Les Chroniques de Sire Jean Froissart/Livre I, Partie II/Chapitre CLXXXIV

Texte établi par J. A. C. Buchon (Ip. 487-488).

CHAPITRE CLXXXIV.


Comment le roi de France envoya son connétable et ses maréchaux pour mettre le siége devant la Charité ; et comment le dit roi y envoya après le duc de Bourgogne.


Pendant que cette chevauchée se fit en Bourgogne envoya le roi de France monseigneur Moreau de Fiennes, son connétable, et ses maréchaux monseigneur Boucicaut et monseigneur Mouton de Blainville, à grand’foison de chevaliers et d’écuyers, pardevant la Charité ; lesquels y mirent le siége sitôt comme ils y furent venus, et l’assiégèrent d’un côté bien et fortement. Si alloient les compagnons, pour leurs corps avancer, presque tous les jours escamoucher à ceux de dedans : là y avoit des appertises d’armes faites plusieurs. Et y tinrent le siége le dit connétable et les dits maréchaux, sans point partir, jusques adonc que le duc de Bourgogne et la plus grand’partie de ses gens, qui avoient chevauché avec lui en la comté de Montbeliard, furent tous revenus en France devers le roi, et le trouvèrent à Paris. Sitôt que le duc de Bourgogne fut là revenu, le dit roi l’envoya, à plus de mille lances, devant la Charité.

Ainsi fut le siége renforcé ; et s’y fit chef de toutes ces gens d’armes le duc de Bourgogne, et étoient bien les François au siége pardevant la Charité plus de trois mille lances, chevaliers et écuyers ; de quoi les plusieurs se alloient souvent aventurer et escarmoucher à ceux de la garnison. Si en y avoit des navrés des uns et des autres. Et là furent faits chevaliers et levèrent bannières, à une saillie que ceux de la Charité firent hors, messire Robert d’Alençon, fils du comte d’Alençon qui demeura à Crécy, et messire Louis d’Aucerre, fils au comte d’Aucerre qui là étoit présent. Si furent les compagnons de la Charité appressés, et se fussent volontiers partis par composition, si ils pussent : mais le duc de Bourgogne n’y vouloit entendre, si ils ne se rendoient simplement.
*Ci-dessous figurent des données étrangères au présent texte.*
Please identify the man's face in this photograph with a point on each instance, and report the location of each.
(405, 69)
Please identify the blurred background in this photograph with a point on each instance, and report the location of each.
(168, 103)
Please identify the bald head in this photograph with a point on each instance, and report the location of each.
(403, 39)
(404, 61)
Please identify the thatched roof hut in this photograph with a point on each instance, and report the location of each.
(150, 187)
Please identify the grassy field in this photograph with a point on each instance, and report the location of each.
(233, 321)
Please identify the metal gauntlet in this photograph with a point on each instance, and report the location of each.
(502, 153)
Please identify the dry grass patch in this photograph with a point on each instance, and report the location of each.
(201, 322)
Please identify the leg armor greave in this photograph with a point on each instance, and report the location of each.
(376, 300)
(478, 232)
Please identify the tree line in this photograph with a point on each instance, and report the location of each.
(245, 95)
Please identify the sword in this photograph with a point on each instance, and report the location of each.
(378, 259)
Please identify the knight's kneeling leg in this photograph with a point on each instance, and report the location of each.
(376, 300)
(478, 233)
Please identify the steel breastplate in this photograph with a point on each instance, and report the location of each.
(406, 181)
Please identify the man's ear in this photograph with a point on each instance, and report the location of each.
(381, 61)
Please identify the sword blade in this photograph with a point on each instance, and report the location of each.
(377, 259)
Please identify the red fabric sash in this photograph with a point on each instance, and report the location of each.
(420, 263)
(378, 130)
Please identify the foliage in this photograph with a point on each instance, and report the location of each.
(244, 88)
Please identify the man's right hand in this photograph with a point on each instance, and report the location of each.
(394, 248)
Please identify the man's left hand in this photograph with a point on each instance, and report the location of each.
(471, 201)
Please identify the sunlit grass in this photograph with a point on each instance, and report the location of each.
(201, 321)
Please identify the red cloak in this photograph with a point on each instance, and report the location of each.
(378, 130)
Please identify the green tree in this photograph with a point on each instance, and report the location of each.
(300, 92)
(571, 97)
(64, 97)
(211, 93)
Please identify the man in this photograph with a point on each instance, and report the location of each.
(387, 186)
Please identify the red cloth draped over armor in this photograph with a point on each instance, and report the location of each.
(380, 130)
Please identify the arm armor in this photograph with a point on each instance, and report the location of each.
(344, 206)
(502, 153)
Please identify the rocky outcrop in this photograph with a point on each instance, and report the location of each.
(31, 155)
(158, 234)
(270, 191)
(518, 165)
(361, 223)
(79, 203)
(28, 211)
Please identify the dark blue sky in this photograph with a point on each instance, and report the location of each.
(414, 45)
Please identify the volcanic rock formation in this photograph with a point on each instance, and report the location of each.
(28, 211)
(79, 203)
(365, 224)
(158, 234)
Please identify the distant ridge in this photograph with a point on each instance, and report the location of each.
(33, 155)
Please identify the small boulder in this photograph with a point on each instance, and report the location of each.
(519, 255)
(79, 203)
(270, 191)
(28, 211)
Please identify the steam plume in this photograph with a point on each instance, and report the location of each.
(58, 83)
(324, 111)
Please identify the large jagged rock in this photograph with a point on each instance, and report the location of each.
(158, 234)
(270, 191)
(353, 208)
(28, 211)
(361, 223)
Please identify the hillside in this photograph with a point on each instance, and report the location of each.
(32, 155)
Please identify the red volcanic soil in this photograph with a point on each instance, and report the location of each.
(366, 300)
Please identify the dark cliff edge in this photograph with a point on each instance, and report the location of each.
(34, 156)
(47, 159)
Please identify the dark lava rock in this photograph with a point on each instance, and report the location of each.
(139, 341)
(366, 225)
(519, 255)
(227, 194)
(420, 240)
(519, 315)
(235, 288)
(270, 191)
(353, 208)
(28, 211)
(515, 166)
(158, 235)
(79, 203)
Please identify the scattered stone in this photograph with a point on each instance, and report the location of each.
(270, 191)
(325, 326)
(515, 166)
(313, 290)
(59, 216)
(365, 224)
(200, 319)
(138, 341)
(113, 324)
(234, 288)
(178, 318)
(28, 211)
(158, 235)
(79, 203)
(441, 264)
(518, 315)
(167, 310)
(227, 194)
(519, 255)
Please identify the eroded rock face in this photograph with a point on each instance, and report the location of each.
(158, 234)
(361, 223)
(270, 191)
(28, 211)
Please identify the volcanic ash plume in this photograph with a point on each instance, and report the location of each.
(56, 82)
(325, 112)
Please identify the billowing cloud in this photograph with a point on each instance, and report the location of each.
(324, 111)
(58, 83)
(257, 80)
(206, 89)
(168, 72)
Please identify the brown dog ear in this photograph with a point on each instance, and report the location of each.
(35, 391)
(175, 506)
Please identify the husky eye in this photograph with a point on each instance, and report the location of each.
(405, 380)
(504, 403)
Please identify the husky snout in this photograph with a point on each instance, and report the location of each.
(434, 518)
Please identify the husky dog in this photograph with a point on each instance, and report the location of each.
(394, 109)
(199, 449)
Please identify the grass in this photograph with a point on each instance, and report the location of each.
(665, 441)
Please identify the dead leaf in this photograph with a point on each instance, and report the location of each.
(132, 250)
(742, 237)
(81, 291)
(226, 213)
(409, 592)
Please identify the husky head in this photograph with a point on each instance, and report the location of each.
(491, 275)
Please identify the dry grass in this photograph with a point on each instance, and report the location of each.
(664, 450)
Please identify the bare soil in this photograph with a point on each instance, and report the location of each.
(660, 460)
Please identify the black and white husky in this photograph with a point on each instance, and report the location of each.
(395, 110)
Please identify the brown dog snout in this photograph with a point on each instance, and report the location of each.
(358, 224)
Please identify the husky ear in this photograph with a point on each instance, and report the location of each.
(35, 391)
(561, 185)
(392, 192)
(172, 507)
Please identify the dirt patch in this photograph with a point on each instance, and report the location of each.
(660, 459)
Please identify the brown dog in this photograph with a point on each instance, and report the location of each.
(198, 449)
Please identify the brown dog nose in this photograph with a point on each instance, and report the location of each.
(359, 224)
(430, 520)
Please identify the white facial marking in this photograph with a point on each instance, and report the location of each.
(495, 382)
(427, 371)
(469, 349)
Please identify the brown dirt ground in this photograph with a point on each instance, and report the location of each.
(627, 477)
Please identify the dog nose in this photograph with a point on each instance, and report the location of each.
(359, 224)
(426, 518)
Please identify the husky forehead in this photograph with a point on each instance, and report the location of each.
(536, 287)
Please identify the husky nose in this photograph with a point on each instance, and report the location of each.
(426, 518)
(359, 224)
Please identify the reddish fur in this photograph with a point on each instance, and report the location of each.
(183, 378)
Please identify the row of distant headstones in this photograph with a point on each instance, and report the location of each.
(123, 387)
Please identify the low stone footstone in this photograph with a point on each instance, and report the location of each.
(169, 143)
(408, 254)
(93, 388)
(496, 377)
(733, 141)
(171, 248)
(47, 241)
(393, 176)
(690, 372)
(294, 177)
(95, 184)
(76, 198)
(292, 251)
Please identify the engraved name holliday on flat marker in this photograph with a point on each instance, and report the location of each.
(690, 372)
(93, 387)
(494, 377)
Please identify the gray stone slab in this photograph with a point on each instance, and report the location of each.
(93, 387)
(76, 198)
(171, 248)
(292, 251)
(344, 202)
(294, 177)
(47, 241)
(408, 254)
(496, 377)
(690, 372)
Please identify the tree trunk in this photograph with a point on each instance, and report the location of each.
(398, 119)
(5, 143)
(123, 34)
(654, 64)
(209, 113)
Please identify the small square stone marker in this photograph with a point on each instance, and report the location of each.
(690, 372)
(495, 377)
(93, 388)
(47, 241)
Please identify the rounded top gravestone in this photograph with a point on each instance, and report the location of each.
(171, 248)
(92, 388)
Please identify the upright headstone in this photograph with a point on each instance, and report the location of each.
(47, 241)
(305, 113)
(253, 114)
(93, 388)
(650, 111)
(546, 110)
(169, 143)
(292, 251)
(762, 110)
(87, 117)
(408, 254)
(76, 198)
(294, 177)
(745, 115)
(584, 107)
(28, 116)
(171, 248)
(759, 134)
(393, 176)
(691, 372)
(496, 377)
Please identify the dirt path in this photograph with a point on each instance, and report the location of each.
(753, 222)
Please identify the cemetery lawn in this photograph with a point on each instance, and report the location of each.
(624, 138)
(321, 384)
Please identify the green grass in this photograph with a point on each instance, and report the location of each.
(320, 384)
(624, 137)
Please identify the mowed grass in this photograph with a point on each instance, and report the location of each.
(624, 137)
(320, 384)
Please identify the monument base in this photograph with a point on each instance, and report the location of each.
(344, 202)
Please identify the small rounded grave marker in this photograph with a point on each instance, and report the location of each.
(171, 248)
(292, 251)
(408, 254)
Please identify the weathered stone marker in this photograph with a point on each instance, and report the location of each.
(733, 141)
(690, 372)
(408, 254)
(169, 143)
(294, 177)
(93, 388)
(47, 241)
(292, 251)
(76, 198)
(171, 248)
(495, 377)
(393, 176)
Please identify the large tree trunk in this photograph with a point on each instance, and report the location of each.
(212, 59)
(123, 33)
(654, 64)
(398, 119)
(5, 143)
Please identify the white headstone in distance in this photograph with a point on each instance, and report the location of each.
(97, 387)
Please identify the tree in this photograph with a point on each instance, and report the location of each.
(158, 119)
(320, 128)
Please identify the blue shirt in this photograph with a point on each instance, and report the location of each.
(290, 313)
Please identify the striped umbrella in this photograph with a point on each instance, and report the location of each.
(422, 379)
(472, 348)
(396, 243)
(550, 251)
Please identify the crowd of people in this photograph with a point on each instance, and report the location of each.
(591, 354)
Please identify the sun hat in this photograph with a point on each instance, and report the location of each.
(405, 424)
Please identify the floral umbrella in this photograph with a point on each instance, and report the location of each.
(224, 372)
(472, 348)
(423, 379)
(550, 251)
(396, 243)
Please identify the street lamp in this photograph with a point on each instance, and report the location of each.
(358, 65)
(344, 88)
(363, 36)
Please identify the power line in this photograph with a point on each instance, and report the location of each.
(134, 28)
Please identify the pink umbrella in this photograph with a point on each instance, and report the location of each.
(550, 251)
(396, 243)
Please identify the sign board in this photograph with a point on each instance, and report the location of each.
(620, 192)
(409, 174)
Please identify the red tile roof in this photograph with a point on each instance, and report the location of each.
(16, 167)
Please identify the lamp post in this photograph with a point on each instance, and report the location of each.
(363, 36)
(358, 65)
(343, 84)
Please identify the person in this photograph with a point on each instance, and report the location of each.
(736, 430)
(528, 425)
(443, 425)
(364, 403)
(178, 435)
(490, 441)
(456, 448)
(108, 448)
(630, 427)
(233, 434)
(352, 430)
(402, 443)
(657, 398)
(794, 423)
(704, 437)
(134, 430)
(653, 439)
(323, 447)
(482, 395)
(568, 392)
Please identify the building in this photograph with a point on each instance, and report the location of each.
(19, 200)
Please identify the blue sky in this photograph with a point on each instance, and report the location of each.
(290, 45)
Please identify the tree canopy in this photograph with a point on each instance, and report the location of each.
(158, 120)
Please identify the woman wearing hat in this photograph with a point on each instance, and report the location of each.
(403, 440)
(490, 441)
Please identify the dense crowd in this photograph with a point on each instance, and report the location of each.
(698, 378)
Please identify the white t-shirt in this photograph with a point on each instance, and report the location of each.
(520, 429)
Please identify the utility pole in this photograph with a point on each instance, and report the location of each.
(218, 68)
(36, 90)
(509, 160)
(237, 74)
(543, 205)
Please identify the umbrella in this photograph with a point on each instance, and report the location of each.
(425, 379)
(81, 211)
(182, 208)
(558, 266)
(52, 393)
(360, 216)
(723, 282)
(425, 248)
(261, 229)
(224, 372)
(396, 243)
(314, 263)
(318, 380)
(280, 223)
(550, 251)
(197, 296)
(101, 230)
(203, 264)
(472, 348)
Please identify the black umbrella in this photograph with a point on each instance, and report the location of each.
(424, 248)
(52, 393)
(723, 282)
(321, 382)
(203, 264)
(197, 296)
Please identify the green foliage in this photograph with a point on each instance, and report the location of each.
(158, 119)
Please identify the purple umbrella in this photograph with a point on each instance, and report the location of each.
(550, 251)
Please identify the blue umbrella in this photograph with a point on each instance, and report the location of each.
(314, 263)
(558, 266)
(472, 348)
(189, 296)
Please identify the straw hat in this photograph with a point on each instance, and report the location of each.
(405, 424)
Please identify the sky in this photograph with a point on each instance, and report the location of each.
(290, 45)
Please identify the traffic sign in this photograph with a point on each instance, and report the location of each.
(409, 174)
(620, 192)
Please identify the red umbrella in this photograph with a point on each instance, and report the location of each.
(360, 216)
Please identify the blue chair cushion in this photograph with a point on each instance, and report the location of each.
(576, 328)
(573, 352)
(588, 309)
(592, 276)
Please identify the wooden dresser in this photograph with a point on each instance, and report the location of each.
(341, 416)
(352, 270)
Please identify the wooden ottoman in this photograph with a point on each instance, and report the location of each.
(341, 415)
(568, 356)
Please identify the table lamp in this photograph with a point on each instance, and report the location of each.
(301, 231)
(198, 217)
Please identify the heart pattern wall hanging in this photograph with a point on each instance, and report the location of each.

En ce temps étoit sur la marche d’Auvergne messire Louis de Navarre qui détruisoit et ardoit là à ce lez tout le pays, assembloit et prioit gens de tous côtés pour venir secourir les gens de la Charité ; car volontiers eût levé le siége ; et avoit bien deux mille combattans. Et avoit le dit messire Louis de Navarre envoyé en Bretagne devers monseigneur Robert Canolle et monseigneur Gautier Huet, et monseigneur Mathieu de Gournay et autres chevaliers et écuyers qui là étoient de-lez le comte de Montfort, en priant que ils se voulsissent péner de lui venir servir ; et sans faute il combattroit les François qui gissoient assez esparsement devant la Charité. Ces chevaliers d’Angleterre y désiroient moult à aller ; mais en ce temps séoit le dit comte de Montfort devant le fort châtel d’Auray en Bretagne, que le roi Artus fit jadis fonder, et avoit juré qu’il ne s’en partiroit, si l’auroit pris et conquis à sa volonté. Avecques tout ce, il entendoit que messire Charles de Blois étoit en France, et pourchassoit devers le roi de France à avoir gens d’armes ; pour venir lever le siége et eux combattre. Si ne laissoit mie volontiers ces chevaliers et écuyers d’Angleterre partir de lui, car il ne savoit quel besoin il en auroit : mais en mandoit et en prioit tous les jours là où il en pensoit à avoir et à recouvrer, tant en Angleterre comme en la duché d’Aquitaine.